KANSAS CITY, Mo. — A retired Marine major’s company was accused of killing up to 19 innocent civilians but was proved innocent, fights today to clear the stigma attached to them.
Fred Galvin was a company commander of MARSOC Fox Company and says he’s continuing the longest fight he’s ever been in since he left Afghanistan, according to WDAF Kansas City.
Galvin retired after serving 20 years in the Marine Corps, but what haunts him the most about his time in service happened while serving in Afghanistan in March, 2007.
“As we roll into that town, I mention in our vehicle- watch out- and as soon as I said that- our second car blows up,” he said.
Galvin says his unit was immediately attacked when they entered a town in Afghanistan. Subsequent reports and investigations accuse Galvin’s company of murdering as many as 19 civilians.

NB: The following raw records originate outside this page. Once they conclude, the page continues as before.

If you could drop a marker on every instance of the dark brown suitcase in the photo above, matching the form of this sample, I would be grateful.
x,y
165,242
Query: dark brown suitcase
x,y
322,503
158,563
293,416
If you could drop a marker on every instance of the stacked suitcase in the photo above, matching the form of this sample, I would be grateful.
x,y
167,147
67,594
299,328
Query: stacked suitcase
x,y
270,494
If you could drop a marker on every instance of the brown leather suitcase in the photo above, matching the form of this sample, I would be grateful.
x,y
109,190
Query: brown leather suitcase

Galvin said that is simply not the case.
“That started the beginning of the end of the first Marine Raider Company,” he said.
After lengthy court inquiries and a polygraph proving his innocence, he maintains that the Marines were not exonerated.
“We acted appropriately, so there was no innocent, there was no not guilty,” he said.
He feels there’s a stigma that follows him and his fellow Marines around, even though the Marine Corps says he “acted appropriately.”
“The three out of four of us who were married have become divorced,” he said. “The reason I’m an entrepreneur is we were unable to get jobs.”
He’s spent eight years fighting to get the documents de-classified to prove his case… that they’re innocent.